In 1939 he became a shipwright at Fairfields Shipyard in Govan and being in a reserved occupation spent the war building ships for the Royal Navy (firewatching too at Glasgow University). After the war he married his childhood sweetheart Mamie Holland and together they had six children.

He continued to pursue his career in the merchant navy but as his family grew up he returned to work in Fairfields as a shipwright. Like most characters in the shipyards during this time he had earned himself a nickname. He was known as the Volga Boatman. This not only referred to his love of music, it followed an incident where he was carrying out an external repair to a ship in the yard when his oarless rowing boat slipped its mooring and to the endless mirth of his fellow tradesmen, he floated helplessly down the Clyde. It was during this period that he was reprimanded by his employers for "jumpin' the wa'" (leaving the shipyard without permission at lunchtime); although the bosses noted that he was attending classical music sessions at Kelvingrove and political lectures at Glasgow University, whilst other "wa'" jumpers headed for the pubs on Govan Road.

When there was no work in the Clyde shipyards, he took his skills elsewhere and worked at the Blom and Voss shipyard in Hamburg and on major construction projects as a journeyman carpenter, including Browning Barracks in Aldershot, the BP oil refinery in Southampton and the hydro electric dam at Ben Cruachan in Argyllshire.

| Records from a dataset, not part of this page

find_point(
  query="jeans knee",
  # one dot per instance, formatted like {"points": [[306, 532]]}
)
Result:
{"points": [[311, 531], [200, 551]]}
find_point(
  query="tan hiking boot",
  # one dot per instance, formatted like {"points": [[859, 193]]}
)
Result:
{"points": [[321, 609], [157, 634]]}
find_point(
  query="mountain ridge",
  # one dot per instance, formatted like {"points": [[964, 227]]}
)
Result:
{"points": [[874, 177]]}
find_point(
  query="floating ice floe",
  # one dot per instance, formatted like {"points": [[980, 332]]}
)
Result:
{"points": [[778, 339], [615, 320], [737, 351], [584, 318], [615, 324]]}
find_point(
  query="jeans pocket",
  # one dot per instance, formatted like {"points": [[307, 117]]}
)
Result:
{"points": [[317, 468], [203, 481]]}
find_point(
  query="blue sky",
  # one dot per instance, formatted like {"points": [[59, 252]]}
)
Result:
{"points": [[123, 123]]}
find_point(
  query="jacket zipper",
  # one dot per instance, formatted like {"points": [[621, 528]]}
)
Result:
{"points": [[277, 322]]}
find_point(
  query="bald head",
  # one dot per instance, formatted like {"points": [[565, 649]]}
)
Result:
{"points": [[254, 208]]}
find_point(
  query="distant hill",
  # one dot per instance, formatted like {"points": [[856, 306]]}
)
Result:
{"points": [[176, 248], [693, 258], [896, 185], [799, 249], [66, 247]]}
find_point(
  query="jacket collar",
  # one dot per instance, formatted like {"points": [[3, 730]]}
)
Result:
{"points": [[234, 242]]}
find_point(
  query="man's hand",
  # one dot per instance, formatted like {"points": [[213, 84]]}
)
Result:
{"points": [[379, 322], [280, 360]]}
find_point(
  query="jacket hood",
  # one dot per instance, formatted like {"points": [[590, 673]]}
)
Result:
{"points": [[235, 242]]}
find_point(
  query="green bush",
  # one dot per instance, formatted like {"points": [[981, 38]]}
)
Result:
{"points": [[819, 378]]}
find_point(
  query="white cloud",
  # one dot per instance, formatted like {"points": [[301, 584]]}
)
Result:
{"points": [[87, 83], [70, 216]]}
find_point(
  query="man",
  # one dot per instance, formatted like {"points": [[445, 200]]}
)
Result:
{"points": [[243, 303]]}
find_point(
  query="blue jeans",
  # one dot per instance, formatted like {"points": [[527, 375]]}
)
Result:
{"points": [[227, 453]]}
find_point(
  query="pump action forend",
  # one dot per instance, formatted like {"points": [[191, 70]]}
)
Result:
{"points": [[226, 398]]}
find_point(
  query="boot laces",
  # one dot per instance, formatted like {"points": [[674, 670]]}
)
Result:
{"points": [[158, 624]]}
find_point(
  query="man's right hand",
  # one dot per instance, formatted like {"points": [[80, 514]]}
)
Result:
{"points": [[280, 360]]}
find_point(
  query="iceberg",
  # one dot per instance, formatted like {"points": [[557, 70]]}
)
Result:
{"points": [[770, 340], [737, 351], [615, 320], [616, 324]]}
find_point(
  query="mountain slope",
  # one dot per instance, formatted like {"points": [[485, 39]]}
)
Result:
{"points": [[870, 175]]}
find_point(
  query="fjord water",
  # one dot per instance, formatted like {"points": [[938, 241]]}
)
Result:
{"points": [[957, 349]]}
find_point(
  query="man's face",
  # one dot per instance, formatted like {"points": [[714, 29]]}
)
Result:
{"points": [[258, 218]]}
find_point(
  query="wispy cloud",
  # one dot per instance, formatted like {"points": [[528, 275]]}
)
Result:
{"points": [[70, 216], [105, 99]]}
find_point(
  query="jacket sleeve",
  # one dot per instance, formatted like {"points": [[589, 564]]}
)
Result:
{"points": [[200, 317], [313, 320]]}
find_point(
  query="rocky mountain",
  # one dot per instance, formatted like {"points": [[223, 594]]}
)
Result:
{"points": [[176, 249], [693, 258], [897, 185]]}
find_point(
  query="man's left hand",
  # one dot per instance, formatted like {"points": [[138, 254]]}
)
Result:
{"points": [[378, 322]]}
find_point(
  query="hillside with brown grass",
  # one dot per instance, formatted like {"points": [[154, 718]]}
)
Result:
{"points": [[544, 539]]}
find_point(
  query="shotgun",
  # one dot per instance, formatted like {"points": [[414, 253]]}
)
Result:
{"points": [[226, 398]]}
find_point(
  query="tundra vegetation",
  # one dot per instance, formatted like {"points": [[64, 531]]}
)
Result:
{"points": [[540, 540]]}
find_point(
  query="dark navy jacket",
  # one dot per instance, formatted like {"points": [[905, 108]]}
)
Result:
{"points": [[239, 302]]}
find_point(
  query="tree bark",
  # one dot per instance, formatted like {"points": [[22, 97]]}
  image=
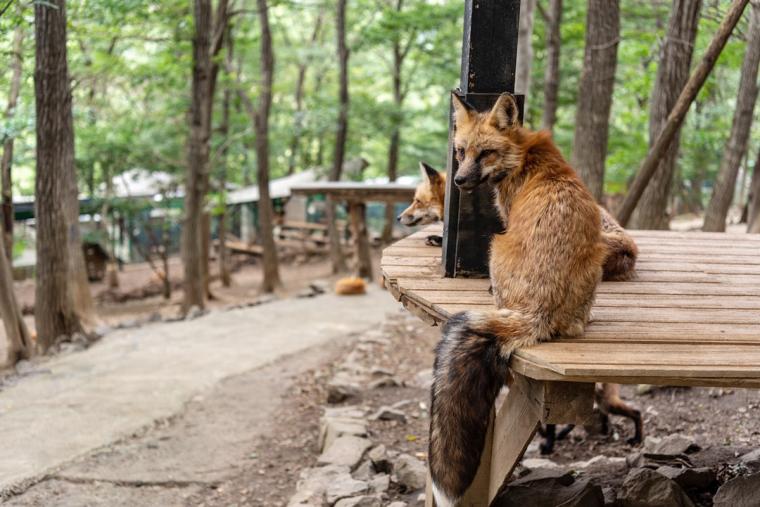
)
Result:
{"points": [[736, 145], [224, 129], [300, 85], [672, 74], [753, 217], [595, 93], [551, 74], [7, 161], [524, 49], [678, 113], [271, 279], [336, 255], [394, 145], [54, 313], [19, 341], [198, 157]]}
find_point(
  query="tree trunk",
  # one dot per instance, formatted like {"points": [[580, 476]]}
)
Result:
{"points": [[672, 74], [736, 145], [224, 129], [19, 341], [300, 85], [54, 313], [551, 74], [7, 161], [271, 279], [524, 49], [753, 217], [677, 115], [336, 255], [395, 140], [595, 93], [198, 157]]}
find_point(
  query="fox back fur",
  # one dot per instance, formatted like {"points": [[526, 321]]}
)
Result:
{"points": [[544, 272]]}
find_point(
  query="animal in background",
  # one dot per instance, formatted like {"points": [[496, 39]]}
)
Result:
{"points": [[427, 206], [544, 272]]}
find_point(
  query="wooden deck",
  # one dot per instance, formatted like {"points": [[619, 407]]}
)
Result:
{"points": [[690, 317]]}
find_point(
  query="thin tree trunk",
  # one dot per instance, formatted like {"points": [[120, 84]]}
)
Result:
{"points": [[19, 341], [198, 157], [672, 74], [678, 113], [395, 141], [224, 129], [54, 313], [753, 217], [7, 161], [551, 74], [595, 93], [300, 85], [736, 145], [524, 48], [336, 255], [271, 280]]}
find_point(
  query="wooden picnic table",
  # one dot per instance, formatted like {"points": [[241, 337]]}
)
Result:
{"points": [[356, 195], [691, 317]]}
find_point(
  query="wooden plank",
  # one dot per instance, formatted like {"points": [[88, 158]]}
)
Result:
{"points": [[540, 372]]}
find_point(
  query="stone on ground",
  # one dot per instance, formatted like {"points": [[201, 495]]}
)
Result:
{"points": [[410, 472], [646, 488], [360, 501], [344, 486], [739, 492], [346, 451], [313, 483], [550, 488]]}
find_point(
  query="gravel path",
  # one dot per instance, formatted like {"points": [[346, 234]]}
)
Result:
{"points": [[74, 404]]}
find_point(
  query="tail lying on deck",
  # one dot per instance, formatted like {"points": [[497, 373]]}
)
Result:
{"points": [[470, 368]]}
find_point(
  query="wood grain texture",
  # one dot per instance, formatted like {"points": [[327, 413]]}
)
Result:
{"points": [[690, 317]]}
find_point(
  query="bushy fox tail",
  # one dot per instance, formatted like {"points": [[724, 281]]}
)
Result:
{"points": [[621, 256], [470, 368]]}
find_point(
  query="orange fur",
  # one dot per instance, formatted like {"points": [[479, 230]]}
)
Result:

He had returned to Fairfields when the Conservative Government of Edward Heath threatened to close the yard. As a shop steward he supported the move to occupy the shipyard and although he was not a member of the Communist Party, he supported the views on nationalisation and workers' control of leading lights Jimmy Reid, Jimmy Airlie and Sammy Barr. The work-in gained widespread support from across the world and eventually the Government relented and Upper Clyde Shipbuilders became Govan Shipbuilders with a major injection of investment capital.

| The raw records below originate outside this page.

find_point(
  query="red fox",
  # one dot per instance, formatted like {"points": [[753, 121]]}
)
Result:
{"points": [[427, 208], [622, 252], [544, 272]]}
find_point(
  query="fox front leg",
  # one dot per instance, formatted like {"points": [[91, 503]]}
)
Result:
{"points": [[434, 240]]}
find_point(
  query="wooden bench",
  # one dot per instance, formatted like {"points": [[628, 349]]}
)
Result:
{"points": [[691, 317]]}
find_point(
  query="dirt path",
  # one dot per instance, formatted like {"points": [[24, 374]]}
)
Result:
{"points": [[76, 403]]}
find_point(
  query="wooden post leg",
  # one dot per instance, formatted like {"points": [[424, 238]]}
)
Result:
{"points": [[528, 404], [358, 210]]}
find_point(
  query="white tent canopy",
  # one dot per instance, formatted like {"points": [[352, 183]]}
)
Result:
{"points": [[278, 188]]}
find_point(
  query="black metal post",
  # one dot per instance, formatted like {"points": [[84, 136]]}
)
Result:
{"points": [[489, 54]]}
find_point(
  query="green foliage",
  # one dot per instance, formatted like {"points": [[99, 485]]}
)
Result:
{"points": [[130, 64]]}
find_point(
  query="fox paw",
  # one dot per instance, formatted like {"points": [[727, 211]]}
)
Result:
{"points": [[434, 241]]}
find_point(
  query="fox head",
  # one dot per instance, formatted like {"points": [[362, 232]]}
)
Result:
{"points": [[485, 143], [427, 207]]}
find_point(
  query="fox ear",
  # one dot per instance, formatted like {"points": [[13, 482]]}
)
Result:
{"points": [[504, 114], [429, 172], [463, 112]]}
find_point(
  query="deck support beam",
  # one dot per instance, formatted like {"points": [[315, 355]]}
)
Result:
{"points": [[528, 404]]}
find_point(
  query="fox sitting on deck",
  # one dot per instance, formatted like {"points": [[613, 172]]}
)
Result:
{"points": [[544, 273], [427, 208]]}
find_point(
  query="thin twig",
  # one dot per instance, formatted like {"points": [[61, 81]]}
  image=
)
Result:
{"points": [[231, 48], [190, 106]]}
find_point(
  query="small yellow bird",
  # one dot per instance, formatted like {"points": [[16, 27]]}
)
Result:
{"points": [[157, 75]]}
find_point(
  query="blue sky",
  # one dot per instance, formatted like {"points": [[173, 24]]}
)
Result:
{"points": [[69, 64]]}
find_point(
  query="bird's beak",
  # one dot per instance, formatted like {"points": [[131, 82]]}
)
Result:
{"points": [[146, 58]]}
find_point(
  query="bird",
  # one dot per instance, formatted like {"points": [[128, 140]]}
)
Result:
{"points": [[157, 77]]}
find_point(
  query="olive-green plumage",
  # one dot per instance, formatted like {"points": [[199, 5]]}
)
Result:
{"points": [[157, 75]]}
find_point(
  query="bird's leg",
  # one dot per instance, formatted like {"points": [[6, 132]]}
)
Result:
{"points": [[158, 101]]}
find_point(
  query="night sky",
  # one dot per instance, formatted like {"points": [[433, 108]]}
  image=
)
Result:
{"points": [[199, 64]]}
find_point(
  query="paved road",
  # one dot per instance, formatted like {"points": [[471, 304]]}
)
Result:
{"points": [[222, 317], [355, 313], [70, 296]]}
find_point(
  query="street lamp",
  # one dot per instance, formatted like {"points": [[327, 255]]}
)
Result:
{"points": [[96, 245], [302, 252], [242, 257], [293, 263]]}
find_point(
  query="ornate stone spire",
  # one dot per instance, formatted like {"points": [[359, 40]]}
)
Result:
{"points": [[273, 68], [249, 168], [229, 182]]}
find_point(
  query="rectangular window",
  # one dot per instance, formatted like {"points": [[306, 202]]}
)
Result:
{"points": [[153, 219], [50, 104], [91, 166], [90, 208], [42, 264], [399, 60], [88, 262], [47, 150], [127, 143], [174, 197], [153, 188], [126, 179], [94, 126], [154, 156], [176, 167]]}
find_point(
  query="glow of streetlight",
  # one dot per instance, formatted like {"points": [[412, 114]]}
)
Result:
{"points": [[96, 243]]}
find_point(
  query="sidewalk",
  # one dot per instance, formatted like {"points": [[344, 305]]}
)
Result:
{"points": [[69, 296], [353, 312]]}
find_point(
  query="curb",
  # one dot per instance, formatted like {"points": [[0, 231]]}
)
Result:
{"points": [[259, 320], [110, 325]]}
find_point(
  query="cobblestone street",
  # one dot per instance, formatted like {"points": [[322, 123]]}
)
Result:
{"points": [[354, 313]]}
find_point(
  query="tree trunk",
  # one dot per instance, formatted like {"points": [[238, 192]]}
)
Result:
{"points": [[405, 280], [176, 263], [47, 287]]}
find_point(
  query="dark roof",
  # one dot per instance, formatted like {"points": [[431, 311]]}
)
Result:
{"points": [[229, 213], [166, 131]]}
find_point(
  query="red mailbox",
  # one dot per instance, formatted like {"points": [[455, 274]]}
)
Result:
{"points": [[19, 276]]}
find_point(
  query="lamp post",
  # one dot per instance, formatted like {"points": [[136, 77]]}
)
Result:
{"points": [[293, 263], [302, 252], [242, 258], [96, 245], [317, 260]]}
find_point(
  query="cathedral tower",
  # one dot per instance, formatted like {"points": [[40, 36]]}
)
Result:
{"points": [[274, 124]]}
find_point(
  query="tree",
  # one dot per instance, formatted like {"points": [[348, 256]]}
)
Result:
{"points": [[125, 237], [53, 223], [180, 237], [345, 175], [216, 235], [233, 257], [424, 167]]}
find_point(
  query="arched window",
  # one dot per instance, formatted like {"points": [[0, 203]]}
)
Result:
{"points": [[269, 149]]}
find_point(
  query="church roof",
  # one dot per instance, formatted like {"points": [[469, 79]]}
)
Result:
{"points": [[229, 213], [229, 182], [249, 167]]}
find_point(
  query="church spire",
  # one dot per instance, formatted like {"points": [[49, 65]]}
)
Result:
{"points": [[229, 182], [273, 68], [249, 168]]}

Mr Donnelly rose to be foreman in charge of the Goliath Crane Kamag and convener of the shop steward committee for finishing trades. One of his contemporaries at the time was Pat McCrystal, a fellow shipwright and tireless campaigner for compensation for shipyards workers who had suffered from the effects of asbestos dust, an occupational hazard at the time. In his capacity as a shop steward, he campaigned alongside Mr Donnelly until he himself succumbed and was diagnosed with asbestosis. Following a long legal battle Mr Donnelly won his case at the High Court in Edinburgh and won a pension of £8 a week.

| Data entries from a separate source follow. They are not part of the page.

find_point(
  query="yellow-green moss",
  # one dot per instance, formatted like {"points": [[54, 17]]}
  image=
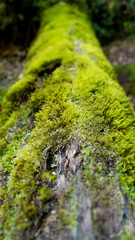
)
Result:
{"points": [[79, 98]]}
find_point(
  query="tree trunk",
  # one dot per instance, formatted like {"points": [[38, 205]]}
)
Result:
{"points": [[67, 140]]}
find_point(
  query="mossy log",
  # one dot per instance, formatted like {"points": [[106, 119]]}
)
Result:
{"points": [[67, 140]]}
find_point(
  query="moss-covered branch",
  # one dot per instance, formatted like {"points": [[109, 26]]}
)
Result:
{"points": [[68, 93]]}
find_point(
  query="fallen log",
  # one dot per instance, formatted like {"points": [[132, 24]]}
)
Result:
{"points": [[67, 139]]}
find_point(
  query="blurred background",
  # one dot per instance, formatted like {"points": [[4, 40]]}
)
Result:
{"points": [[113, 21]]}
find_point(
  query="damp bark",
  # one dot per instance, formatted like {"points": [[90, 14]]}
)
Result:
{"points": [[67, 139]]}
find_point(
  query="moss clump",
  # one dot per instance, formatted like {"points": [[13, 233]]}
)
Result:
{"points": [[68, 90]]}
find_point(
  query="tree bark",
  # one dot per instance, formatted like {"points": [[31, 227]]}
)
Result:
{"points": [[67, 140]]}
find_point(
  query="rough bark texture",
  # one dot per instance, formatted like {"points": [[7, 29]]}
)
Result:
{"points": [[67, 140]]}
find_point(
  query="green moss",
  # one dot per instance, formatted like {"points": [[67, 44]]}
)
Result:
{"points": [[70, 90]]}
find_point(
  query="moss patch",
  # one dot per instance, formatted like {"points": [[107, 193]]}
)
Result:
{"points": [[80, 97]]}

Retiring early from Fairfield's on health grounds, he retrained as a community worker and helped to form the Darnley Community Association. He was treasurer then secretary of the Pollok Labour Party, and friends with local MP and community stalwart the late Jimmy Dunnachie.

Determined that the local housing association and Glasgow City Council would not repeat the horrendous planning mistakes of the 1950s and 1960s, he led a campaign to ensure the residents of Darnley would enjoy the local shopping, leisure and community based-facilities that had eluded the tenants of the vast housing estates such as Easterhouse and Drumchapel with all of the attendant social problems that followed. He successfully lobbied to have a library built on the estate and was a founder member of the bowling club, persuading Glasgow City Council to fund the building of the clubhouse and greens. He also campaigned against the poll tax.

Other projects included the preservation of Darnley Mill Farm and the preservation of The Darnley Sycamore, a tree on Nitshill Road where according to local legend Lord Darnley, King Consort of Scotland and spouse of Mary Queen of Scots, was nursed by Mary whilst they where residing at nearby Crookston Castle.

Mr Donnelly was a well-known figure around Darnley and he promoted his passion for music in the local primary school by begging and borrowing musical instruments from wherever he could find them and teaching the guitar and violin to local children and adults.

He was immensely proud of his children Ann, Mary, JJ, James, Kate and Patricia, his daughters and sons in law, his nine grandchildren and four great-grand-children, who survive him.

In his later years he could be seen on his disabled buggy with his red bobble hat making his way up Nitshill Road to do his shopping at Sainsbury's.